Research on street‐level bureaucrats has identified their role as policy entrepreneurs through the adoption and advocacy of policy innovations. This article adds to this research by underscoring how street‐level bureaucrats use creativity and improvisation to find contextual solutions for emergent local policy problems in response to scarcity. We suggest that these practices of policy repair allow frontline bureaucracies to deal with personnel, process, and material scarcity and maintain public service delivery even in resource‐scarce environments. Using ethnographic data from Punjab, Pakistan, we show that this repair work is collaborative, client‐centered, and motivated by compassion and kindness. Our research indicates that emergent and improvised policy repair allows frontline bureaucracies to be resilient and responsive to scarcity and changing service demands. Our findings further suggest that inclusion of street‐level bureaucrats in formal policy decisions can help develop context‐specific solutions to emergent problems of public service delivery.
Evidence for Practice
Street‐level bureaucrats (SLBs) face multiple types of scarcity during policy implementation—material scarcity, where they do not have enough equipment or space for their work; process scarcity, where officially sanctioned menu of routines or procedures do not account for local situations; and personnel scarcity, where they do not have enough workforce or expertise for their tasks.

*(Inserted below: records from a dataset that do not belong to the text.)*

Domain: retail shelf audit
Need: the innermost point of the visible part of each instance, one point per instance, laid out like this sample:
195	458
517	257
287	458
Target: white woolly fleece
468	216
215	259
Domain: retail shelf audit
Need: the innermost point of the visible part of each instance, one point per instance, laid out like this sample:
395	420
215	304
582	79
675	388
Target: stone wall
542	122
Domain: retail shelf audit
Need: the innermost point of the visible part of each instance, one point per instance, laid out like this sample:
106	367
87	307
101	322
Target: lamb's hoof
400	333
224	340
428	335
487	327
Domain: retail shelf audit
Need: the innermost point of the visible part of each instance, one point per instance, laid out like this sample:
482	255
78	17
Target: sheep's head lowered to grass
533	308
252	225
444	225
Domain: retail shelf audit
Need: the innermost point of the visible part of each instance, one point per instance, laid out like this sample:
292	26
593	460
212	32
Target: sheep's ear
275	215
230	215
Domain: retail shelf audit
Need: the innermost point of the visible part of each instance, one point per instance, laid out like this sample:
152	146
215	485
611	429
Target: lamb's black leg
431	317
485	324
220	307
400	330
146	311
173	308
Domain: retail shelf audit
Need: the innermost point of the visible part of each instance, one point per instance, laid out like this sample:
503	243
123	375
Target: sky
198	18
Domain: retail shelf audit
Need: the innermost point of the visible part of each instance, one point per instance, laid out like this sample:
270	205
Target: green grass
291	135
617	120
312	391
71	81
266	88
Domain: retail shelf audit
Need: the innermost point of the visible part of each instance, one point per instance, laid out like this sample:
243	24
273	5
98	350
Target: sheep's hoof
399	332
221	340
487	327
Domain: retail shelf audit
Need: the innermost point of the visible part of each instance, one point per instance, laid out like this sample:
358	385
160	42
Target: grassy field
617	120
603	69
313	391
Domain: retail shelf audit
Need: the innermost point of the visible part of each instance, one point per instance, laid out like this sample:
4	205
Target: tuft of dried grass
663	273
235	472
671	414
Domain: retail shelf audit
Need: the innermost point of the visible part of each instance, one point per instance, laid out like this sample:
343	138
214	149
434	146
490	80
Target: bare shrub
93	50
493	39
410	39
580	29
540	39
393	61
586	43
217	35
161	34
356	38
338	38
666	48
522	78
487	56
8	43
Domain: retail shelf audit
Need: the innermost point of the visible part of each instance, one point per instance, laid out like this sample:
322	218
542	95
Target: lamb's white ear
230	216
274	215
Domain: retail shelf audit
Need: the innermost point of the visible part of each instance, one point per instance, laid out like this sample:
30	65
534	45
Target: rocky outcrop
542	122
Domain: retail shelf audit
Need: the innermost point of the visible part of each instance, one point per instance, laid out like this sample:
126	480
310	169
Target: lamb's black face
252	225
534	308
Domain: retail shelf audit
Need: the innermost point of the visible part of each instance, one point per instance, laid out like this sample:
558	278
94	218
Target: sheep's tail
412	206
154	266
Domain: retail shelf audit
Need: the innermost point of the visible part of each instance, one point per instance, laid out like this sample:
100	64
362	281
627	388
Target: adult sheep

SLBs do policy repair—use creativity and innovation in their day‐to‐day work to find local and contextualized solutions for their localized service limitations, to overcome scarcity, and to deal with the vulnerability of bureaucratic systems.
Allowing SLBs to use creativity and improvisation for local and emergent problems can create more robust and resilient public service delivery systems.
Repair requires implicit and local knowledge of bureaucratic systems; inclusion of SLBs in formal policy decisions is necessary to develop context‐specific solutions to emergent problems of public service delivery.